Structural engineers can also get involved in designing temporary structures to support excavations or even plan demolition sequences for main contractors.

Chris believes that being able to visualise how structures work is key to becoming a successful engineer – not necessarily something you learn from a university degree.

"The job is interesting and exciting for all levels of experience. Fresh graduates can get stuck into the nitty-gritty of detailed design, moving on to developing structural schemes at conceptual stage when they have more experience," says Chris.

One of the first tasks a graduate structural engineer will be responsible for is carrying out a "load path analysis". This involves working out all the loads in a structure – the weight of the structure, the inhabitants, furniture, wind and snow loads among others. From this the main elements in the structure can be designed.

A structural engineer's normal day will involve lots of liaison with architects, developing and detailing structural elements. The structural engineer will also have one eye on working out how the structure will be built, taking into account health, safety, environmental and archaeological factors which might affect the design.Picture a 20-storey hotel. While architects work closely with the property developer to design room layouts and dictate the overall appearance of the building, the structural engineer does the sums to work out whether it is structurally feasible.

Perhaps the double height lobby area is only possible with a clumsy big column in the centre to support the weight of the upper floors. To maintain the architect's vision for the lobby, the structural engineer would have either to change the floor layout or introduce a transfer structure.

The design process usually involves months of ironing out these sorts of problems before construction begins on site. The structural engineer also works with mechanical and electrical engineers to ensure pipes and cables can be accommodated through walls and floors without affecting the strength of the structure. When the building is being constructed, the structural engineer checks that everything is being built to plan and deals with any unforeseen problems. "You can often find yourself at the centre of a project trying to make order out of chaos to meet the architect's, services engineer's and client's needs," says Chris.

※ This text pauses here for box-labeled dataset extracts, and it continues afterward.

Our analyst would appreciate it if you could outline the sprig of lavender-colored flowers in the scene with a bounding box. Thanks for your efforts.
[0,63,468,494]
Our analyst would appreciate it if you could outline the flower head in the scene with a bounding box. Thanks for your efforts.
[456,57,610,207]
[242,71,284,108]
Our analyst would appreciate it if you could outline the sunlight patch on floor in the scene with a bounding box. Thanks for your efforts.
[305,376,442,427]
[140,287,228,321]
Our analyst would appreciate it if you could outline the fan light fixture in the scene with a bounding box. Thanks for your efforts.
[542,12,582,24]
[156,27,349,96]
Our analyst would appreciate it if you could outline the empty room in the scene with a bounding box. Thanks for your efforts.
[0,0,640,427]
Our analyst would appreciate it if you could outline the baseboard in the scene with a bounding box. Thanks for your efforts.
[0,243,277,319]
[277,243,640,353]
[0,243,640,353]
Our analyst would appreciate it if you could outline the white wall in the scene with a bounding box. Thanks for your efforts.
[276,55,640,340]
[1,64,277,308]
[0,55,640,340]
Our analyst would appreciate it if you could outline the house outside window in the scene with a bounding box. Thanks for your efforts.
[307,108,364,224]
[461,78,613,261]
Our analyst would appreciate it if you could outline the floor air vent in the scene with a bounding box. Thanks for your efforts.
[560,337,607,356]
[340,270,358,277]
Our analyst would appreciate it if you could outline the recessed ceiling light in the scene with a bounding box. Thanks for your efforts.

Finding the right company to work for depends on which strand of structural engineering interests you. Keep up to date with projects through NCE and make a note of the structural engineers involved to contact for work placements or jobs.

You do not have to do a structural engineering degree to become a structural engineer. Most civil engineering degrees meet the requirements for becoming a chartered structural engineer – but check with your course administrator. Becoming a chartered involves working for a number of years gaining enough experience after a degree and then sitting the Institution of Structural Engineers exam and interview.